„Satire verdient Schutz, nicht Haft“ FDP ruft zur Streichung des Blasphemieparagrafen auf

FDP-Vorsitzender Christian Lindner plädiert für die Abschaffung des Paragrafen 166 StGB, der die Beschimpfung religiöser Bekenntnisse unter Strafe stellt, falls diese den öffentlichen Frieden stört. Satire verdiene Schutz statt Haftandrohung. Foto: dpaFDP-Vorsitzender Christian Lindner plädiert für die Abschaffung des Paragrafen 166 StGB, der die Beschimpfung religiöser Bekenntnisse unter Strafe stellt, falls diese den öffentlichen Frieden stört. Satire verdiene Schutz statt Haftandrohung. Foto: dpa

Osnabrück. Um ein Zeichen für die Meinungsfreiheit zu setzen, mehren sich nach der Pariser Terrorserie („Charlie Hebdo“) die Rufe nach einer Streichung des Blasphemieparagrafen im deutschen Strafrecht. Der FDP-Vorsitzende Christian Lindner schlägt sie ebenso vor wie der Leiter des Kirchenrechtlichen Instituts der Evangelischen Kirche in Deutschland (EKD), Hans Michael Heinig.

In einem Gespräch mit unserer Redaktion sagte Lindner, „wenn Terroristen die freie Gesellschaft angreifen, antworten wir mit mehr und nicht weniger Freiheit. Der sogenannte Blasphemieparagraf 166 StGB gehört abgeschafft.“

„Bekenntnis zur Meinungsfreiheit“

Das Recht auf freie Meinungsäußerung und die Unabhängigkeit der Medien sollten nicht vor Religionen halt machen müssen, sagte der Liberale. Auch eine Zensur aus vermeintlich guten Motiven mache unfrei – erst im Handeln, dann im Denken. „Die Abschaffung des §166 StGB wäre ein unschlagbares Bekenntnis zur Meinungsfreiheit“, begründete der Freidemokrat seinen Vorstoß weiter. „Künstler und Journalisten sollen wissen, dass wir ihre Freiheit und Unabhängigkeit gerade dann verteidigen, wenn sie unbequem sind.“ Satire verdiene Schutz statt Haftandrohung.

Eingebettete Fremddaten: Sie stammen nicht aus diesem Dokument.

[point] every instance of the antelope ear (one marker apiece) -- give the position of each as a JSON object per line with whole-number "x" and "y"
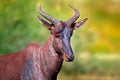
{"x": 45, "y": 23}
{"x": 79, "y": 23}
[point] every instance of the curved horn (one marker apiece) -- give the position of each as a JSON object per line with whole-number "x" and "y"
{"x": 75, "y": 17}
{"x": 46, "y": 16}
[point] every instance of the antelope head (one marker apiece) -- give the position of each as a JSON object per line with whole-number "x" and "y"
{"x": 62, "y": 32}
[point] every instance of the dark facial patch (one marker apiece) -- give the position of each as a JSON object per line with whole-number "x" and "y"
{"x": 65, "y": 36}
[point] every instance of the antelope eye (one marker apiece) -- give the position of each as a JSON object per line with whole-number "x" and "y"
{"x": 61, "y": 36}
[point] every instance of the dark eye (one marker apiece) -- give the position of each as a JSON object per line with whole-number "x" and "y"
{"x": 61, "y": 36}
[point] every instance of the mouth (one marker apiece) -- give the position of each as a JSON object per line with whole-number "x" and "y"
{"x": 68, "y": 58}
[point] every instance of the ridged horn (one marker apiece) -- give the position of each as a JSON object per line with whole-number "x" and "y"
{"x": 46, "y": 16}
{"x": 75, "y": 17}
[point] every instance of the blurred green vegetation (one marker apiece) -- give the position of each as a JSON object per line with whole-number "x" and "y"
{"x": 20, "y": 26}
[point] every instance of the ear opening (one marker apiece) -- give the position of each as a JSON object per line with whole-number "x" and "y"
{"x": 79, "y": 23}
{"x": 45, "y": 23}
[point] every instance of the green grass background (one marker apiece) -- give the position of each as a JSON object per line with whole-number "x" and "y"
{"x": 96, "y": 44}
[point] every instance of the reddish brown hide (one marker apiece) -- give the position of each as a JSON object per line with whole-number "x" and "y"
{"x": 37, "y": 62}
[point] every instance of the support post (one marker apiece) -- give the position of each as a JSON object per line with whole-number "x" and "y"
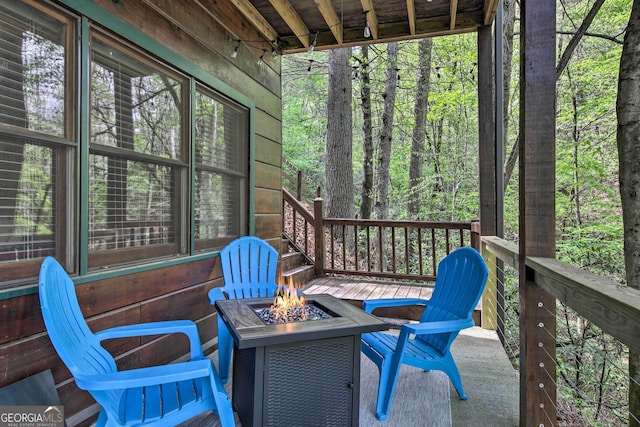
{"x": 537, "y": 209}
{"x": 489, "y": 166}
{"x": 318, "y": 228}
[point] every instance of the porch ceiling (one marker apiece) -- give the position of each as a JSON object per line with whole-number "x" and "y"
{"x": 293, "y": 25}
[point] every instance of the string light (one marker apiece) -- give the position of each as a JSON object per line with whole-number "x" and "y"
{"x": 367, "y": 29}
{"x": 312, "y": 46}
{"x": 261, "y": 59}
{"x": 234, "y": 54}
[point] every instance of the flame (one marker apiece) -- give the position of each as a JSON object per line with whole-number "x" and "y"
{"x": 287, "y": 300}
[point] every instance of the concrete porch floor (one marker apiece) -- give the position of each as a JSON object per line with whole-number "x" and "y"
{"x": 490, "y": 381}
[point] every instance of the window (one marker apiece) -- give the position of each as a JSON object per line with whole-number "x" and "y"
{"x": 137, "y": 156}
{"x": 161, "y": 172}
{"x": 220, "y": 177}
{"x": 36, "y": 137}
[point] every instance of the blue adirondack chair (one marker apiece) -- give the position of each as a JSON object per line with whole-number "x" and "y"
{"x": 460, "y": 281}
{"x": 156, "y": 396}
{"x": 249, "y": 271}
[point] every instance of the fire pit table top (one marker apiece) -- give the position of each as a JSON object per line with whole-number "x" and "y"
{"x": 249, "y": 330}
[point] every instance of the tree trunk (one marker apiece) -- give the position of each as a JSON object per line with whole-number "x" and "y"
{"x": 339, "y": 163}
{"x": 420, "y": 128}
{"x": 562, "y": 64}
{"x": 386, "y": 133}
{"x": 628, "y": 138}
{"x": 13, "y": 112}
{"x": 367, "y": 143}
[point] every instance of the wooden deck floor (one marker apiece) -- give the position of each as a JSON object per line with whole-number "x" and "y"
{"x": 357, "y": 290}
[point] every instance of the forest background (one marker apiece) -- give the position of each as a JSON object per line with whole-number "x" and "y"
{"x": 427, "y": 90}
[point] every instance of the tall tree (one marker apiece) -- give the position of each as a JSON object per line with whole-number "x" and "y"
{"x": 367, "y": 134}
{"x": 386, "y": 133}
{"x": 562, "y": 64}
{"x": 420, "y": 127}
{"x": 628, "y": 110}
{"x": 13, "y": 112}
{"x": 339, "y": 163}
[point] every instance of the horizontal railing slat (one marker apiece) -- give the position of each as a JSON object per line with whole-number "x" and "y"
{"x": 613, "y": 307}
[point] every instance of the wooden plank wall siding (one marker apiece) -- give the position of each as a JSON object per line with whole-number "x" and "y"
{"x": 179, "y": 291}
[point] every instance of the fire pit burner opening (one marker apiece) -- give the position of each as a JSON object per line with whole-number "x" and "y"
{"x": 300, "y": 313}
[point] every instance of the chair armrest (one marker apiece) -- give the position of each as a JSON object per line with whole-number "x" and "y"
{"x": 146, "y": 376}
{"x": 216, "y": 294}
{"x": 186, "y": 327}
{"x": 438, "y": 327}
{"x": 372, "y": 304}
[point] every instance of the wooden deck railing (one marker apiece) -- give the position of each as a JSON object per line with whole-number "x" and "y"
{"x": 612, "y": 307}
{"x": 401, "y": 250}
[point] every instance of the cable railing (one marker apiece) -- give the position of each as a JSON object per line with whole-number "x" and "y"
{"x": 593, "y": 322}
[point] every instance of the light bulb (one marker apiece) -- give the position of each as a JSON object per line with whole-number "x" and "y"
{"x": 367, "y": 30}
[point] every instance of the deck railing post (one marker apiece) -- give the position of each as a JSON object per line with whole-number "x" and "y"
{"x": 318, "y": 227}
{"x": 489, "y": 310}
{"x": 475, "y": 234}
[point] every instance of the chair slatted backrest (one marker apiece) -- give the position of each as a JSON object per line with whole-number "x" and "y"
{"x": 249, "y": 268}
{"x": 460, "y": 281}
{"x": 68, "y": 331}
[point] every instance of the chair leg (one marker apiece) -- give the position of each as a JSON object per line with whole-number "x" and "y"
{"x": 222, "y": 401}
{"x": 451, "y": 370}
{"x": 225, "y": 348}
{"x": 388, "y": 379}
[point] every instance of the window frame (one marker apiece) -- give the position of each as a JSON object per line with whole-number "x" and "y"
{"x": 179, "y": 166}
{"x": 71, "y": 210}
{"x": 204, "y": 244}
{"x": 64, "y": 149}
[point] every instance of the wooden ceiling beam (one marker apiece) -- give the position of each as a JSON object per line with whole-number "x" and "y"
{"x": 453, "y": 12}
{"x": 293, "y": 20}
{"x": 256, "y": 19}
{"x": 490, "y": 7}
{"x": 411, "y": 16}
{"x": 425, "y": 27}
{"x": 331, "y": 18}
{"x": 370, "y": 15}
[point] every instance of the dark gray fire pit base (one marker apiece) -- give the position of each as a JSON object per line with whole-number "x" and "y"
{"x": 297, "y": 374}
{"x": 303, "y": 384}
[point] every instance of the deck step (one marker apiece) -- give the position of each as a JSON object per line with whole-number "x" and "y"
{"x": 299, "y": 276}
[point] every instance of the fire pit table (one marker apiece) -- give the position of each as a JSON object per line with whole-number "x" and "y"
{"x": 300, "y": 372}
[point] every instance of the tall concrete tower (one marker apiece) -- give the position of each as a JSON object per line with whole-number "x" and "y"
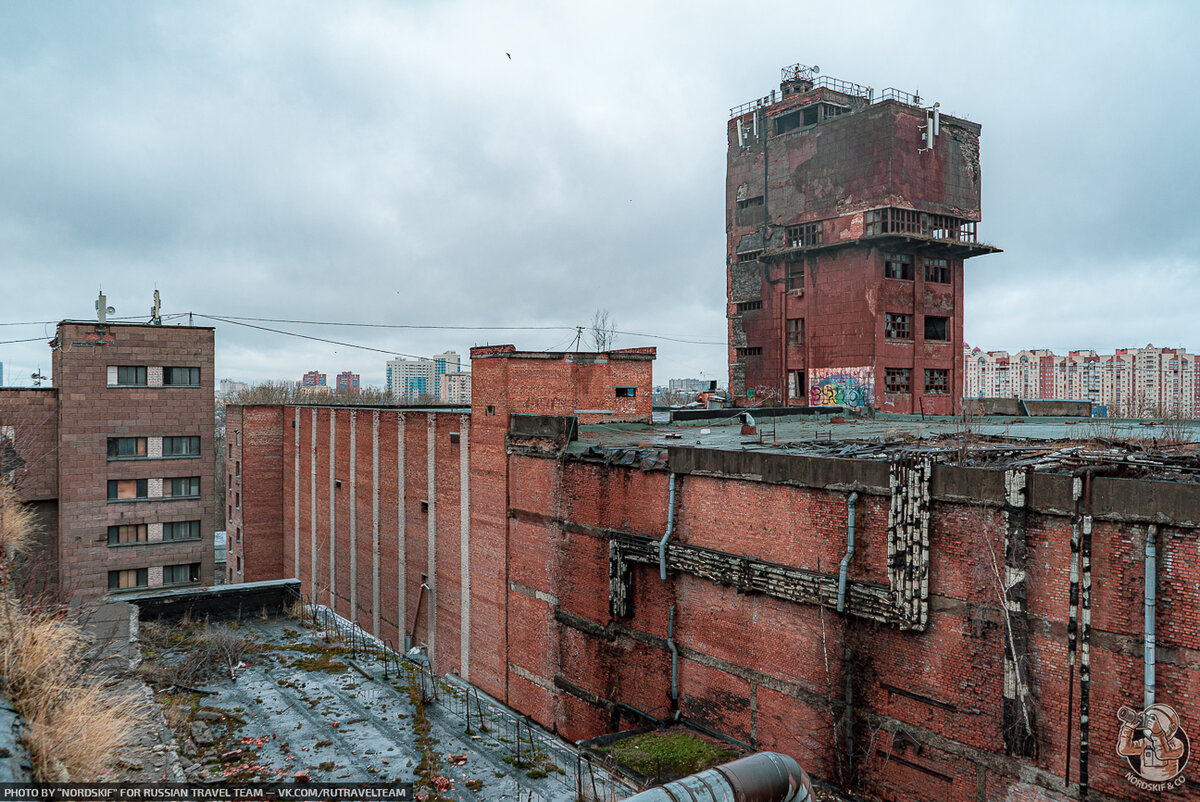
{"x": 849, "y": 215}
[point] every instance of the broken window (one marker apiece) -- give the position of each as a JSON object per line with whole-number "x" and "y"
{"x": 796, "y": 274}
{"x": 937, "y": 271}
{"x": 181, "y": 376}
{"x": 126, "y": 533}
{"x": 181, "y": 531}
{"x": 181, "y": 488}
{"x": 119, "y": 580}
{"x": 181, "y": 446}
{"x": 796, "y": 388}
{"x": 796, "y": 331}
{"x": 125, "y": 489}
{"x": 126, "y": 448}
{"x": 898, "y": 327}
{"x": 181, "y": 574}
{"x": 937, "y": 328}
{"x": 898, "y": 265}
{"x": 805, "y": 234}
{"x": 898, "y": 379}
{"x": 131, "y": 376}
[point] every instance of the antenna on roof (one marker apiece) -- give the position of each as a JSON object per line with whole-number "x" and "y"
{"x": 102, "y": 309}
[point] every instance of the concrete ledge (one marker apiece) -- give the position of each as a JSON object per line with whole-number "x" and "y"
{"x": 217, "y": 602}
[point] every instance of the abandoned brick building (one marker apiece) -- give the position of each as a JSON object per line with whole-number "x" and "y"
{"x": 849, "y": 216}
{"x": 117, "y": 459}
{"x": 909, "y": 626}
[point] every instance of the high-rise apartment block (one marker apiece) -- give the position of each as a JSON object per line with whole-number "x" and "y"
{"x": 849, "y": 216}
{"x": 1131, "y": 382}
{"x": 117, "y": 459}
{"x": 423, "y": 379}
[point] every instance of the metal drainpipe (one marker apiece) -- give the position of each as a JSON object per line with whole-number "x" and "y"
{"x": 850, "y": 552}
{"x": 663, "y": 543}
{"x": 1151, "y": 588}
{"x": 675, "y": 657}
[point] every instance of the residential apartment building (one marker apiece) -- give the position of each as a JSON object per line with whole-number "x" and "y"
{"x": 421, "y": 379}
{"x": 1131, "y": 382}
{"x": 849, "y": 216}
{"x": 117, "y": 458}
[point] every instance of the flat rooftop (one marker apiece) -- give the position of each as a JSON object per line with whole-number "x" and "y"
{"x": 1151, "y": 449}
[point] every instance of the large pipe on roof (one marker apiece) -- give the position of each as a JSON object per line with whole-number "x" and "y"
{"x": 761, "y": 777}
{"x": 850, "y": 552}
{"x": 663, "y": 543}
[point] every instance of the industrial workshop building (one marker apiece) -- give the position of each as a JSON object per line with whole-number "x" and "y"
{"x": 915, "y": 618}
{"x": 117, "y": 459}
{"x": 849, "y": 216}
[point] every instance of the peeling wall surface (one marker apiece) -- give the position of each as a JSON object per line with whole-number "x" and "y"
{"x": 946, "y": 675}
{"x": 808, "y": 283}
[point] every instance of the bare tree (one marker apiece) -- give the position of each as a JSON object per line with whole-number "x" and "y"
{"x": 603, "y": 331}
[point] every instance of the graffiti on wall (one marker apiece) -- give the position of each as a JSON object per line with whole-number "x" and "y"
{"x": 841, "y": 387}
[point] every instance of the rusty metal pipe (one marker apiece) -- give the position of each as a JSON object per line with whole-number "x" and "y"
{"x": 761, "y": 777}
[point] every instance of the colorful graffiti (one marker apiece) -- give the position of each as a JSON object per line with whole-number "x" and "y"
{"x": 841, "y": 387}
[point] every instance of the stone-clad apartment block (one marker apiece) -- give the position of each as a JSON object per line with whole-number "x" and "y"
{"x": 120, "y": 459}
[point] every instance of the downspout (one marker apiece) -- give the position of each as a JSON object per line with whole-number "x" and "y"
{"x": 663, "y": 543}
{"x": 675, "y": 658}
{"x": 850, "y": 552}
{"x": 1151, "y": 587}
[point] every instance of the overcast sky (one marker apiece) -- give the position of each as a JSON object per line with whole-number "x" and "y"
{"x": 390, "y": 163}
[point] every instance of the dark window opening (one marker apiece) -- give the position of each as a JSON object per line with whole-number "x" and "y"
{"x": 181, "y": 574}
{"x": 749, "y": 203}
{"x": 805, "y": 234}
{"x": 126, "y": 533}
{"x": 937, "y": 328}
{"x": 131, "y": 375}
{"x": 937, "y": 382}
{"x": 126, "y": 448}
{"x": 898, "y": 265}
{"x": 898, "y": 327}
{"x": 181, "y": 376}
{"x": 796, "y": 331}
{"x": 181, "y": 531}
{"x": 119, "y": 580}
{"x": 124, "y": 489}
{"x": 937, "y": 271}
{"x": 181, "y": 488}
{"x": 898, "y": 379}
{"x": 181, "y": 446}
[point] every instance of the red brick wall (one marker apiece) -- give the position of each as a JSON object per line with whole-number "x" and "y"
{"x": 90, "y": 412}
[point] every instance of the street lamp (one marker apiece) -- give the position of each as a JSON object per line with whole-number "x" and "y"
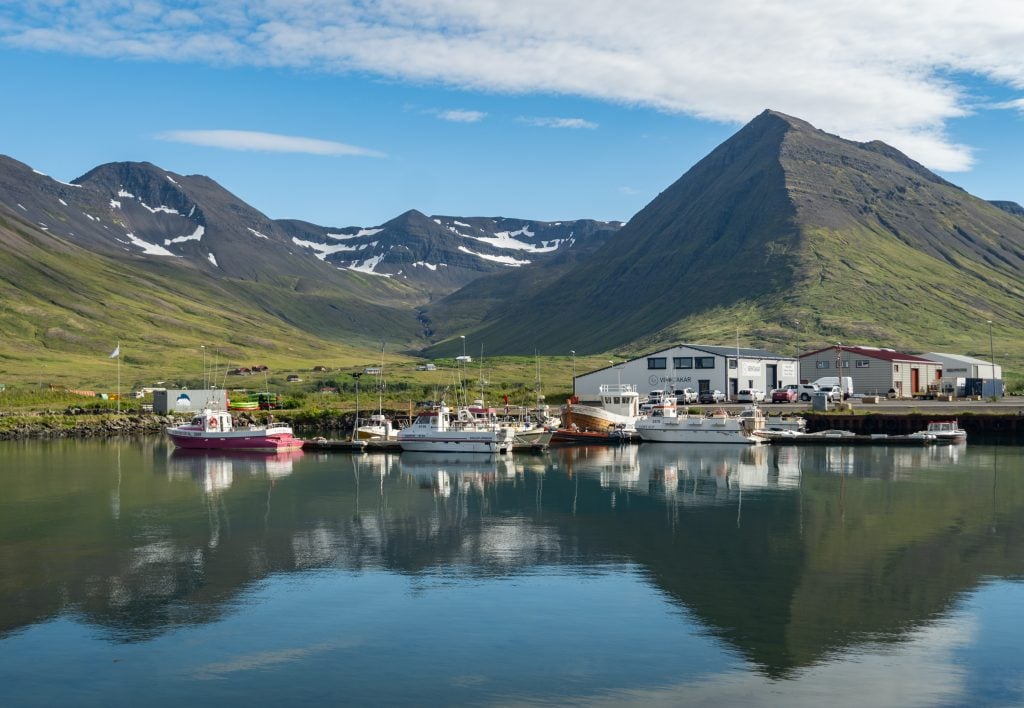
{"x": 991, "y": 355}
{"x": 356, "y": 376}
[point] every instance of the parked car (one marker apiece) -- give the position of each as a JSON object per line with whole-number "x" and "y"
{"x": 835, "y": 393}
{"x": 654, "y": 398}
{"x": 784, "y": 396}
{"x": 685, "y": 397}
{"x": 712, "y": 397}
{"x": 807, "y": 390}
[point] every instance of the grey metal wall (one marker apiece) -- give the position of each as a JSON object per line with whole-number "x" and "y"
{"x": 187, "y": 401}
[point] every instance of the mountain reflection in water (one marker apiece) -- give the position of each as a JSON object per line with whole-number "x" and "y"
{"x": 788, "y": 556}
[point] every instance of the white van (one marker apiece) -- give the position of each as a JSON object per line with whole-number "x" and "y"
{"x": 826, "y": 382}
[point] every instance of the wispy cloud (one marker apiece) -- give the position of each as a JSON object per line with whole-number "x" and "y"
{"x": 264, "y": 142}
{"x": 574, "y": 123}
{"x": 869, "y": 70}
{"x": 1015, "y": 105}
{"x": 462, "y": 116}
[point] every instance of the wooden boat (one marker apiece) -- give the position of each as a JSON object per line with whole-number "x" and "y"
{"x": 571, "y": 435}
{"x": 619, "y": 409}
{"x": 946, "y": 431}
{"x": 215, "y": 430}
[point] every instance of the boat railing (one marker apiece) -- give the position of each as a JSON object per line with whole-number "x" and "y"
{"x": 619, "y": 388}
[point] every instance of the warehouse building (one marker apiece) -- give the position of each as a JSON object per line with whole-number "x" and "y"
{"x": 699, "y": 367}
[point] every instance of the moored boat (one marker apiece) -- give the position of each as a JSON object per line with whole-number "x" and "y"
{"x": 946, "y": 431}
{"x": 377, "y": 427}
{"x": 438, "y": 430}
{"x": 215, "y": 430}
{"x": 619, "y": 408}
{"x": 664, "y": 424}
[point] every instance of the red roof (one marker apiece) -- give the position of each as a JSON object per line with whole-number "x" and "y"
{"x": 872, "y": 352}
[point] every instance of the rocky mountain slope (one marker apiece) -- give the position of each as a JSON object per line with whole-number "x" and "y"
{"x": 786, "y": 236}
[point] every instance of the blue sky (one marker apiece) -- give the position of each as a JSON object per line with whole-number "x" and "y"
{"x": 350, "y": 113}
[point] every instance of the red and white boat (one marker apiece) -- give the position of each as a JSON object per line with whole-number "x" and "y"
{"x": 215, "y": 430}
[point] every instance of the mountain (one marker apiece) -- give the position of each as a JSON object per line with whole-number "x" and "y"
{"x": 786, "y": 236}
{"x": 151, "y": 241}
{"x": 439, "y": 254}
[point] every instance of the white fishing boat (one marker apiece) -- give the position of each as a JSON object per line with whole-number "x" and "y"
{"x": 438, "y": 430}
{"x": 664, "y": 424}
{"x": 617, "y": 409}
{"x": 946, "y": 431}
{"x": 378, "y": 426}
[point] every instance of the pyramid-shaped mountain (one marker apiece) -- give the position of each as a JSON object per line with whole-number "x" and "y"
{"x": 787, "y": 236}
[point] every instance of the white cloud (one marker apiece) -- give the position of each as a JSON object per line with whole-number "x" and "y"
{"x": 869, "y": 70}
{"x": 559, "y": 122}
{"x": 1015, "y": 105}
{"x": 265, "y": 142}
{"x": 462, "y": 116}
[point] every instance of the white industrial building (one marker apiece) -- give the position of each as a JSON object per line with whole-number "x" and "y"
{"x": 956, "y": 370}
{"x": 873, "y": 371}
{"x": 956, "y": 366}
{"x": 701, "y": 368}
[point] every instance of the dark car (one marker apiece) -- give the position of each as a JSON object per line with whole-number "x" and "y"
{"x": 784, "y": 396}
{"x": 712, "y": 397}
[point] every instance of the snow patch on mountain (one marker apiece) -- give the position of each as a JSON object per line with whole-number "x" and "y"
{"x": 324, "y": 250}
{"x": 147, "y": 248}
{"x": 504, "y": 260}
{"x": 368, "y": 266}
{"x": 195, "y": 236}
{"x": 346, "y": 237}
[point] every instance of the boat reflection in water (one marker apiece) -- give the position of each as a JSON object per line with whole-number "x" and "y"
{"x": 460, "y": 472}
{"x": 215, "y": 470}
{"x": 891, "y": 462}
{"x": 681, "y": 470}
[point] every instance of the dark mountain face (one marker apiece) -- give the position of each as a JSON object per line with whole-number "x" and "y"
{"x": 793, "y": 235}
{"x": 440, "y": 254}
{"x": 355, "y": 284}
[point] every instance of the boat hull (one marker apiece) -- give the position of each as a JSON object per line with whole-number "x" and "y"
{"x": 465, "y": 443}
{"x": 236, "y": 441}
{"x": 689, "y": 430}
{"x": 594, "y": 418}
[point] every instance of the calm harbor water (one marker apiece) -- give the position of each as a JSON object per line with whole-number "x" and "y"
{"x": 656, "y": 574}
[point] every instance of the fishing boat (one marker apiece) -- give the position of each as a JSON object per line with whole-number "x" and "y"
{"x": 921, "y": 438}
{"x": 215, "y": 430}
{"x": 438, "y": 430}
{"x": 617, "y": 408}
{"x": 664, "y": 424}
{"x": 946, "y": 431}
{"x": 378, "y": 426}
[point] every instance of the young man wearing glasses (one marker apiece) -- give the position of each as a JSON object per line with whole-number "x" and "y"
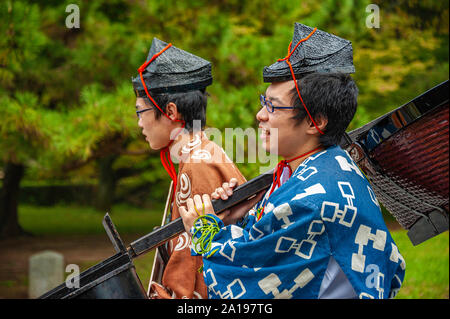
{"x": 171, "y": 107}
{"x": 318, "y": 231}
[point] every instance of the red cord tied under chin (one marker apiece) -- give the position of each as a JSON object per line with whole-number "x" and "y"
{"x": 164, "y": 154}
{"x": 286, "y": 59}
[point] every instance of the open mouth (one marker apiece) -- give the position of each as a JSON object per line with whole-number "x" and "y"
{"x": 265, "y": 133}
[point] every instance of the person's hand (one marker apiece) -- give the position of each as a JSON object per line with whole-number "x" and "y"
{"x": 232, "y": 215}
{"x": 195, "y": 207}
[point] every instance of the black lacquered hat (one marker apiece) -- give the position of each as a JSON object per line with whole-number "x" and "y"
{"x": 174, "y": 70}
{"x": 322, "y": 52}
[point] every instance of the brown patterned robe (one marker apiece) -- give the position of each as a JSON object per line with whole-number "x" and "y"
{"x": 203, "y": 167}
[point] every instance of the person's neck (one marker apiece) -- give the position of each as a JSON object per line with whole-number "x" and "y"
{"x": 304, "y": 149}
{"x": 182, "y": 140}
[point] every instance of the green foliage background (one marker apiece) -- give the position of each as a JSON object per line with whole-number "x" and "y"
{"x": 66, "y": 97}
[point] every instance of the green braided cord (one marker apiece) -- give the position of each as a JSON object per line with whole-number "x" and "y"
{"x": 208, "y": 228}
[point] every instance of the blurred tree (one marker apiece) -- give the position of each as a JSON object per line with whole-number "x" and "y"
{"x": 67, "y": 104}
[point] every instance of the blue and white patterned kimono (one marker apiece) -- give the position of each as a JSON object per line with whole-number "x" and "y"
{"x": 322, "y": 235}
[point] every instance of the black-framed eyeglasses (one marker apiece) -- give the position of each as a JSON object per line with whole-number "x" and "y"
{"x": 138, "y": 113}
{"x": 269, "y": 106}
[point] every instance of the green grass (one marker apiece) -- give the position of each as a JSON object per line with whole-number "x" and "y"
{"x": 427, "y": 265}
{"x": 74, "y": 220}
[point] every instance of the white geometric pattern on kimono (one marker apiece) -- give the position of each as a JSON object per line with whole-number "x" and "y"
{"x": 322, "y": 235}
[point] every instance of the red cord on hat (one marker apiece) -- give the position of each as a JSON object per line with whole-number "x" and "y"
{"x": 164, "y": 154}
{"x": 286, "y": 59}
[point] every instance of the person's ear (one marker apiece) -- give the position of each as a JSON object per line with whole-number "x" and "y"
{"x": 172, "y": 111}
{"x": 321, "y": 122}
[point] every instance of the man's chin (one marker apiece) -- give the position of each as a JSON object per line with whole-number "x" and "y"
{"x": 271, "y": 149}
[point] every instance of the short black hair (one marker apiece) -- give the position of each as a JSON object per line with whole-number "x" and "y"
{"x": 191, "y": 105}
{"x": 331, "y": 95}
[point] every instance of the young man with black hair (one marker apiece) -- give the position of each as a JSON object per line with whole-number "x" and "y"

Lindner ergänzte, die Streichung des §166 hieße nicht, dass die FDP religiöses Empfinden nicht respektiere. Religionsgemeinschaften müssten Satire und Spott aber genauso ertragen wie jeder Bürger, jede Partei und jede Institution. „Die Tatbestände der Volksverhetzung und der Beleidigung blieben von einer Abschaffung des §166 StGB unberührt“, verwies der FDP-Chef ferner darauf, dass Gläubige nicht ohne jeden Schutz dastünden. (SPD-Experte Fechner gegen Abschaffung des blasphemie-Paragrafen ››)

„Diffuser Schutz“

Auch Hans Michael Heinig, Professor für Öffentliches Recht, Kirchenrecht und Staatskirchenrecht in Göttingen und Leiter des Kirchenrechtlichen Instituts der Evangelischen Kirche in Deutschland, plädierte gegenüber unserer Redaktion für die Abschaffung von §166 . „Eine Streichung würde deutlich machen: Die Presse- und Kunstfreiheit hat Vorrang vor dem diffusen Schutz religiöser Gefühle“, erklärte er. In der Rechtspraxis sei der Paragraf bedeutungslos und schaffe viele Missverständnisse. Zwar gebe es in Presse und Kunst zuweilen unappetitliche Auswüchse. Diese seien aber hinzunehmen oder mit Gegenrede zu erwidern. „Darüber hinaus gibt es die Tatbestände Beleidigung und Volksverhetzung“, sagte der Jurist, der auch einen Kommentar zum Thema auf der Webseite „Verfassungsblog“ veröffentlicht hat.

Bis zu drei Jahren Haft

Der §166 schützt den öffentlichen Frieden, falls dieser durch die Beschimpfung religiöser Bekenntnisse oder deren Einrichtungen, Bräuche und Besonderheiten gefährdet ist. Einem Täter drohen bis zu drei Jahren Haft oder eine Geldstrafe. Jährlich gibt es auf dieser Basis eine Handvoll Verfahren in Deutschland.